21 Bulan Nahkodai Ternate, Akademisi Bilang Tauhid dan Jasri Kurang Nonton “Tom and Jerry”

Tiga Akademisi dalam dialog terbuka IMM Ternate, Herman Oesman, Kasman Hi. Ahmad dan Agusmawanda (Foto: Nita/Kaidahmalut)

TERNATE, KAIDAH MALUT – Tiga Akademisi menyoroti kinerja Wali Kota, M Tauhid Soleman dan Wakil Wali Kota, Jasri Usman dalam memasuki dua tahun kepemimpinan di Pemerintah Kota (Pemkot) Ternate.

Pasca dilantik pada tanggal 26 April 2021 lalu, pasangan dengan akronim TULUS ini dinilai belum maksimal dalam menjalankan visi misi Ternate Andalan (Mandiri dan Berkeadilan).

Hal tersebut diungkapkan ketiga Akademisi, di antaranya Herman Oesman, Kasman Hi. Ahmad, dan Agusmawanda dalam dialog terbuka dengan tema “Menimbang Visi Misi Andalan Antara Harapan dan Kenyataan”.

Diskusi terbuka yang diinisiasi oleh pengurus cabang Ikatan Muhammadiyah (IMM) Kota Ternate itu, dilaksanakan pada Jumat, 14 Januari 2023, di Kedai kopi Sabeba Ternate, yang dipandu moderator, Darman Leko.

Menurut ketiganya, Tauhid dan Jasri belum ada capaian yang signifikan, jika disandingkan dengan visi misi Andalan yang digadang-gadangkan keduanya, agar bisa merubah Kota Ternate lebih baik.

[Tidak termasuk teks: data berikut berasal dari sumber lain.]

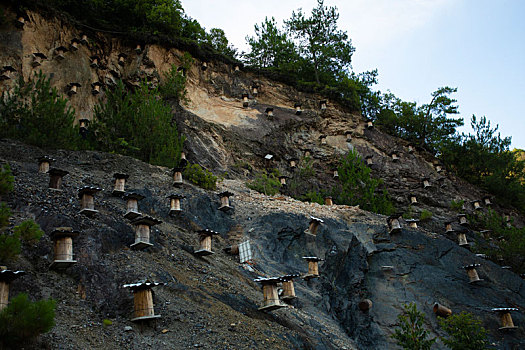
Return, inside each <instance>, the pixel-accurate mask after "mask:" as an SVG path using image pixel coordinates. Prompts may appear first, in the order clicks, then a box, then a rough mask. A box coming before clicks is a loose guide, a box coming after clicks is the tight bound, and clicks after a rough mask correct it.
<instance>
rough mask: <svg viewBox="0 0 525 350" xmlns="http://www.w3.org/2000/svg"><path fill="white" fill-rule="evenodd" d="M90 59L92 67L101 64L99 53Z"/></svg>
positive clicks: (92, 67) (90, 66) (93, 56)
mask: <svg viewBox="0 0 525 350" xmlns="http://www.w3.org/2000/svg"><path fill="white" fill-rule="evenodd" d="M89 60H90V61H91V63H90V64H89V66H90V67H91V68H98V66H99V64H100V57H99V56H98V55H93V56H91V57H90V58H89Z"/></svg>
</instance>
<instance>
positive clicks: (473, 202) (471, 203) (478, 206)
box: [470, 199, 483, 210]
mask: <svg viewBox="0 0 525 350" xmlns="http://www.w3.org/2000/svg"><path fill="white" fill-rule="evenodd" d="M470 203H471V204H472V208H474V210H481V209H483V208H482V207H481V201H480V200H478V199H475V200H473V201H471V202H470Z"/></svg>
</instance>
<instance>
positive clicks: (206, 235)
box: [194, 229, 219, 256]
mask: <svg viewBox="0 0 525 350" xmlns="http://www.w3.org/2000/svg"><path fill="white" fill-rule="evenodd" d="M197 233H198V234H199V249H198V250H196V251H195V252H194V254H195V255H198V256H204V255H210V254H213V251H212V250H211V239H212V237H213V236H215V235H218V234H219V232H215V231H212V230H209V229H204V230H200V231H198V232H197Z"/></svg>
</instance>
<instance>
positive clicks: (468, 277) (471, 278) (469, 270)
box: [463, 264, 483, 284]
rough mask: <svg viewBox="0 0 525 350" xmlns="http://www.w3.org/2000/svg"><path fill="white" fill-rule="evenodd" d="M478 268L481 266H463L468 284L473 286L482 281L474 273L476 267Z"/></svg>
mask: <svg viewBox="0 0 525 350" xmlns="http://www.w3.org/2000/svg"><path fill="white" fill-rule="evenodd" d="M479 266H481V264H470V265H465V266H463V268H464V269H465V270H467V275H468V278H469V283H471V284H474V283H478V282H481V281H483V280H482V279H480V278H479V276H478V272H477V271H476V267H479Z"/></svg>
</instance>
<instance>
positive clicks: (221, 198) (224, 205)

Selama 21 bulan menahkodai Kota Ternate, sejumlah pembangunan gencar dilakukan, perombakan jabatan struktural sampai pada penanganan sampah, air dan pasar yang sampai saat ini belum memiliki kepuasan bagi masyarakat Kota Ternate.

Hal itu terlihat dengan terbengkalainya bangunan multiyears, seperti Plaza Gamalama Modern dan Sport Hall yang terletak di Kelurahan Ubo Ubo. Padahal kedua aset daerah tersebut memiliki sumber pendapatan yang menjanjikan, apabila dikelola dengan baik.

Alih-alih memperoleh keuntungan, malah bangunan seperti Plaza Gamalama Modern justru membuat hutang, semakin membengkak. Mulai dari pemasangan meteran listrik berskala besar, namun tak difungsikan sampai pada pembiaran pemerintah dengan tidak segera menyelesaikan, administrasi atau tunggakan baik itu tagihan listrik Plaza sebesar Rp108,4 juta maupun sisa retensi sebesar Rp1,1 miliar kepada pihak rekanan.